Project Info


Learning Robot Motion Ability

Neil Dantam | ndantam@mines.edu

Robots in our homes will need to move through unstructured and even cluttered arrangements of objects. For example, consider a robot retrieving the ketchup from the back of your refrigerator. Can the robot maneuver its arm around the milk and peanut butter in front, or must it first remove those objects to reach its target in the back? The project will explore the ability or feasibility of robots to achieve motions by combining the search for valid paths with machine learning to classify whether the desired goal (e.g., reaching the ketchup) is feasible. The resulting algorithm will return either the valid path or a classification of the problem as infeasible.

For more information:

The Open Motion Planning Library (https://ompl.kavrakilab.org/).

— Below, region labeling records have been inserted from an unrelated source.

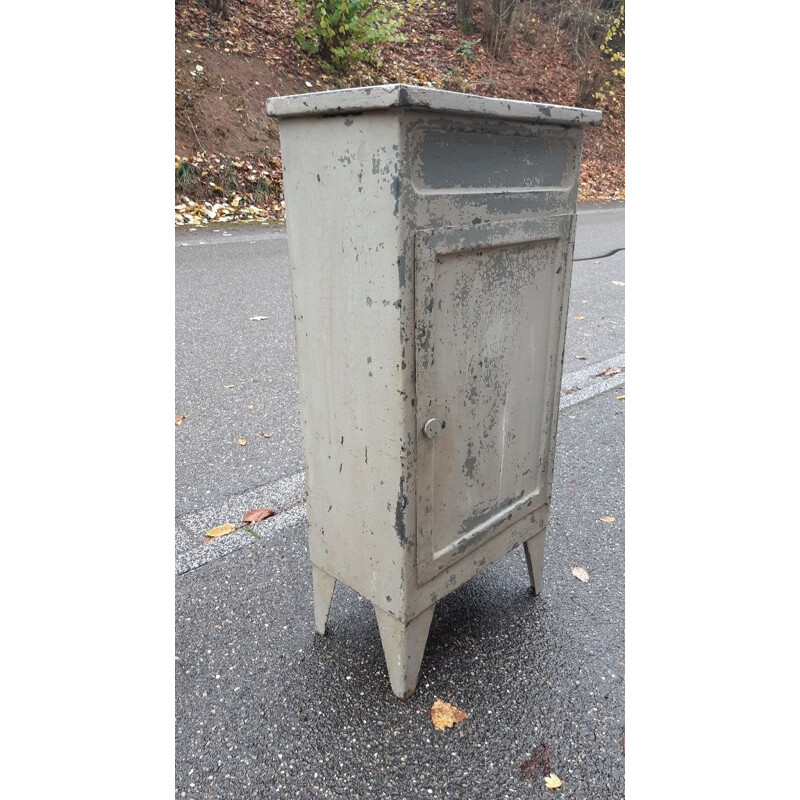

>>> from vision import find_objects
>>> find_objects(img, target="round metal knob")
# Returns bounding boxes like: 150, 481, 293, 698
422, 417, 444, 439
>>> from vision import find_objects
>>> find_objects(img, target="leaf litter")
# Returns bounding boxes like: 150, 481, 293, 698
203, 508, 276, 544
431, 699, 468, 731
544, 772, 564, 789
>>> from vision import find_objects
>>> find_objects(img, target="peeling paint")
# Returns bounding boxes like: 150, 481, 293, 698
394, 476, 408, 547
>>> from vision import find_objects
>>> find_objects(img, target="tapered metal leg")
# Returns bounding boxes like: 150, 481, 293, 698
375, 606, 435, 700
311, 564, 336, 636
525, 531, 545, 594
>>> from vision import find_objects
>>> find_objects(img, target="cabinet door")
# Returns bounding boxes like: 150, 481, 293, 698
415, 215, 575, 583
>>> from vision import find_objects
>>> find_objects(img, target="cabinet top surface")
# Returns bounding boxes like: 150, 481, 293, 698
267, 83, 602, 126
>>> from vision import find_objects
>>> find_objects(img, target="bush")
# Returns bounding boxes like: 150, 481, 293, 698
294, 0, 405, 71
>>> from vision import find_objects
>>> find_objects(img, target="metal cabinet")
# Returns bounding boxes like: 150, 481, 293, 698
267, 85, 600, 697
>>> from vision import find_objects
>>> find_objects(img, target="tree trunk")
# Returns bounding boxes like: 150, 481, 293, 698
483, 0, 518, 60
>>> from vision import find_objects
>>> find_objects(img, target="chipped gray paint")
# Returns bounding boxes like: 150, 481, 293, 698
268, 85, 600, 697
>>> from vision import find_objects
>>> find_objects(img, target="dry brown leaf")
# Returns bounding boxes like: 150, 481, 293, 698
544, 772, 564, 789
206, 522, 236, 539
431, 700, 467, 731
572, 567, 589, 583
242, 508, 275, 522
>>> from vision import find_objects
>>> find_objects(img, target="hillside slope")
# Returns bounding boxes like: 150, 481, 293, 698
175, 0, 625, 224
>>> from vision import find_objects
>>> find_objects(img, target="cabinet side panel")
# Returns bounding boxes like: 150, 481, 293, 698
281, 112, 414, 616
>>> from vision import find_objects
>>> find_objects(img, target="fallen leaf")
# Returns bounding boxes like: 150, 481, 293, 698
206, 522, 236, 539
572, 567, 589, 583
544, 772, 564, 789
431, 700, 467, 731
242, 508, 275, 522
519, 742, 550, 781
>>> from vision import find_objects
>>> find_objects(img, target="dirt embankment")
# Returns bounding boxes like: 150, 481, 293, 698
175, 0, 625, 224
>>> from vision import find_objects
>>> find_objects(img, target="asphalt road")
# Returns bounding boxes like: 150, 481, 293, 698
175, 207, 625, 800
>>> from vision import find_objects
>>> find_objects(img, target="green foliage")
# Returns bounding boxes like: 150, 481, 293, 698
456, 39, 478, 61
294, 0, 405, 71
175, 161, 200, 192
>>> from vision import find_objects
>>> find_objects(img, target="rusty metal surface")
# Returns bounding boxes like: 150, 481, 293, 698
271, 86, 596, 696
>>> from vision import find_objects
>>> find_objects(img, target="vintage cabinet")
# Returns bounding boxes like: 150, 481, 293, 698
267, 85, 600, 697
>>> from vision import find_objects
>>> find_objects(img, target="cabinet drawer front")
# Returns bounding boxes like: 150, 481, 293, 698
415, 215, 574, 583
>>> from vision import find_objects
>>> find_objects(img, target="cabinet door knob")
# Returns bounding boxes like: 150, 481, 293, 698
422, 417, 444, 439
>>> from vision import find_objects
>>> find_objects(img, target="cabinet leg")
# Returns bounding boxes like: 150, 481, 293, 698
525, 531, 545, 595
375, 605, 435, 700
311, 564, 336, 636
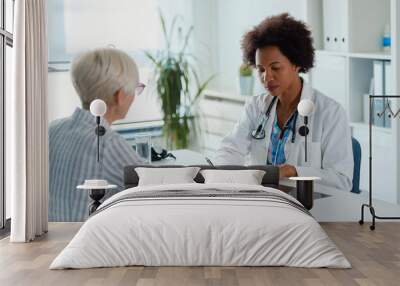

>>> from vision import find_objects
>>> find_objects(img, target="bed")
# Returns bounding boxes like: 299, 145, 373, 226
50, 166, 351, 269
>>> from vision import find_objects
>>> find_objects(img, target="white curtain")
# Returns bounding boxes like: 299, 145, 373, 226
6, 0, 48, 242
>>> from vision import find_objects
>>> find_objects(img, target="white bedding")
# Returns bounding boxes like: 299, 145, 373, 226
50, 183, 351, 269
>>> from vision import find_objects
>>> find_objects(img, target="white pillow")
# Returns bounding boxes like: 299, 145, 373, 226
135, 167, 200, 186
200, 169, 265, 185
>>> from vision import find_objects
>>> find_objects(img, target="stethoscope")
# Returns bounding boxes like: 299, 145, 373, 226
251, 97, 300, 143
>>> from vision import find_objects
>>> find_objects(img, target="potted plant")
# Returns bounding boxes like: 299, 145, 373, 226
239, 63, 254, 95
145, 12, 213, 149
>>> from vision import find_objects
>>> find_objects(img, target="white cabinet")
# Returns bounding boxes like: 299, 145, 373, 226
322, 0, 390, 52
309, 0, 400, 203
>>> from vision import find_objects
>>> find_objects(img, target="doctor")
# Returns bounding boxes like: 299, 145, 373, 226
215, 13, 354, 191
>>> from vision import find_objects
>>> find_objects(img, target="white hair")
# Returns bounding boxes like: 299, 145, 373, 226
71, 48, 139, 109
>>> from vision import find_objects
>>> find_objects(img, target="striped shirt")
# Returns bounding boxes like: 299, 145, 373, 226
49, 108, 143, 221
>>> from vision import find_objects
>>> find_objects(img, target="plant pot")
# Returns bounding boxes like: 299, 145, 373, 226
239, 76, 254, 95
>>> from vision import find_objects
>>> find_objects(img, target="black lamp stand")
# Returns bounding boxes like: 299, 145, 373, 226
358, 95, 400, 230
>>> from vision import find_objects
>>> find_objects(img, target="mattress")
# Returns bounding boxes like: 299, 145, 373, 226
50, 183, 351, 269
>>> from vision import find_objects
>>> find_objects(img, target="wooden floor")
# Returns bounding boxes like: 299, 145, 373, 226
0, 222, 400, 286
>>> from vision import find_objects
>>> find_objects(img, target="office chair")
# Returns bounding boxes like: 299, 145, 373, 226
351, 137, 361, 194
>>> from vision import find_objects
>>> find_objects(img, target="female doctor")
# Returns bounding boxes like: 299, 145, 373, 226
215, 13, 354, 191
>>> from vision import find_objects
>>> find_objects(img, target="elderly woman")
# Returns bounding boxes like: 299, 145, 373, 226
49, 49, 143, 221
216, 14, 354, 191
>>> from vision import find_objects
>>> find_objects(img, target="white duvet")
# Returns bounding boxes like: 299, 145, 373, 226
50, 184, 351, 269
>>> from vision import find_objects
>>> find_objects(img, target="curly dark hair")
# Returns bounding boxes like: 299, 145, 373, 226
242, 13, 314, 73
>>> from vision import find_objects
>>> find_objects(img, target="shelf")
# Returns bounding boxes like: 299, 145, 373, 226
316, 50, 392, 61
350, 122, 392, 134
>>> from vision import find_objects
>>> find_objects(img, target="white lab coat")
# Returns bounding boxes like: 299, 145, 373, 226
215, 83, 354, 191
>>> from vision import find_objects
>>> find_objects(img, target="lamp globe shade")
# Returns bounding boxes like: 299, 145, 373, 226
297, 99, 314, 116
90, 99, 107, 116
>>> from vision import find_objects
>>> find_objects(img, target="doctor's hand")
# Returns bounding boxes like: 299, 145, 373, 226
279, 164, 297, 178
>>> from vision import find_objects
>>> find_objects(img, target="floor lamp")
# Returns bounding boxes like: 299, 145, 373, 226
358, 95, 400, 230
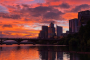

The Task-Motion Kit (http://www.neil.dantam.name/papers/dantam2018tmkit.pdf).

Student Preparation


Qualifications

Student must be familiar with programming and basic data structures. Prior experience with calculus, linear algebra, and machine learning is desirable. Necessary Courses: CSCI-262. Desired Courses: MATH 332, CSCI-470.

Time Commitment

5 hours/week

Skills/Techniques Gained

Student will develop an understanding of robot programming, robot motion planning, and machine learning techniques and libraries. Student will learn various methods and algorithms for learning and optimization in complex spaces.

Mentoring Plan

Weekly individual meetings with the MURF student and faculty member to discuss progress and provide directed guidance. Weekly lab meetings to discuss the overall project and integration. Assigned graduate student mentor for the MURF student.